Executive Orders

I’ve been out of the writing game a bit and one of my favorite news sources is currently unavailable to me. In catching up I ran across a couple of recent executive orders that might be of interest. Executive Orders 2,341,692 and 2,341,695, to be exact.

The White House

Establishing the Advisory Council of “Getting Me The Stuff I Really Want When No One Else Can Do It”

By the authority vested in me as President by the Constitution and the laws of the United States of America, it is hereby ordered:

Section 1. Policy I want a lot of stuff done that no-one seems to be able to do for me. People tell me I already have lots of stuff, like power and immunity and the ability to strongarm nations and companies who give me and my family perks, but only $3.4 billion so far and I want more. I deserve more.

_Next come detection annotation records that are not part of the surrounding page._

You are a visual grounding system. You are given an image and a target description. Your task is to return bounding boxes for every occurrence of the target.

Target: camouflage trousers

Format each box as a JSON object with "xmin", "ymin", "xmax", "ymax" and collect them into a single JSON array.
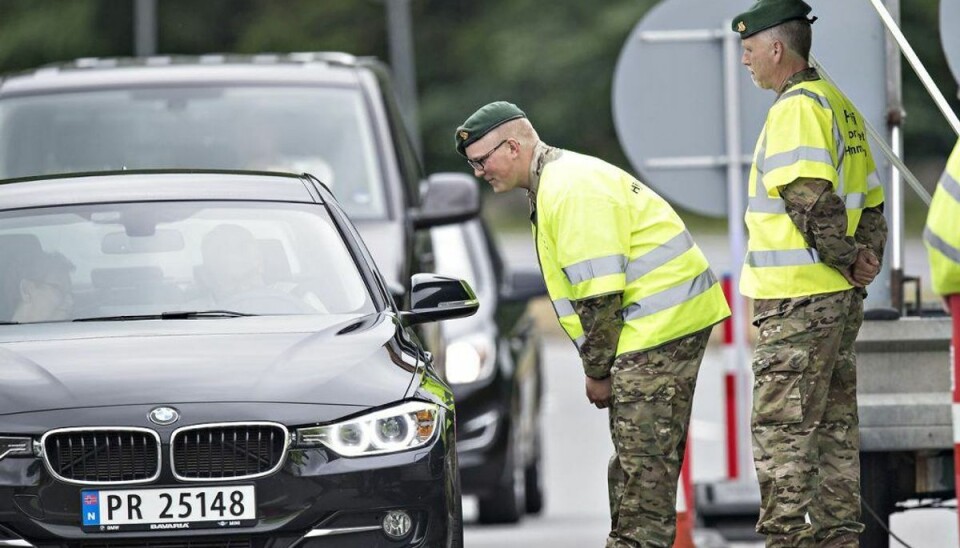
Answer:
[
  {"xmin": 607, "ymin": 328, "xmax": 711, "ymax": 548},
  {"xmin": 753, "ymin": 290, "xmax": 863, "ymax": 548}
]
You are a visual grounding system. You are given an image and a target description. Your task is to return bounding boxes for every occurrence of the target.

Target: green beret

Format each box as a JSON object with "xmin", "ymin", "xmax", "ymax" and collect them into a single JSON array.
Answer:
[
  {"xmin": 733, "ymin": 0, "xmax": 817, "ymax": 38},
  {"xmin": 454, "ymin": 101, "xmax": 527, "ymax": 157}
]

Section 2. Establishment. There is hereby established within the Executive Office of the President said Council on my Stuff to be led by my dear friend and mentor, Roger Stone to include six of his equally politically ruthless colleagues as he deems fit.

Section 3. Functions. The first task of the Council will be to get me a goddamn Noble Peace Prize! Obama got one and I deserve at least six or seven, even I forget how many lasting peace accords I’ve created and nurtured for decades, and I’ve only been here a few months. The Council will advise me what to do (bomb something, threaten allies, whatever it takes); and work behind the scenes doing their magic to get me that prize.

… followed by boilerplate language required by my lawyers….

The second Executive Order is even more interesting, to wit:

By the authority vested in me yada yada yada… increasing the purview of the Advisory Council on Getting Me The Stuff I Really Want When No One Else Can Do It”

Section 1. Policy. I’m sick and tired of all these boring ICE raids and the only reason I really want a cage match in the Rose Garden for our nation’s 250th anniversary is to give Ivanka something to do. Plus, there aren’t enough living people in the USA I trust to do my bidding every second of the day, day in and day out. Chairman (Roger) Stone has proposed and was able to secure dead people to help get me into heaven!

These people are not IN heaven, of course. This Executive Order authorizes Chairman Stone, with the cooperation of Roy Cohn and Lee Atwater, to escape the fires of Hell with a few of their trusted allies, raid the home of St. Peter and get the keys to the Pearly Gates. After this is accomplished, they all will be, upon my authority, transferred to heaven and on call to welcome me when it is my time to join their merry band of thieves.

The Advisory Council will also assure that the axiom “you can’t take it with you” does not apply to Donald J Trump. I want it all, forever.

Caveat: the Advisory Council is only authorized to begin the “Heaven’s Gate” project once I have the Noble Prize in hand.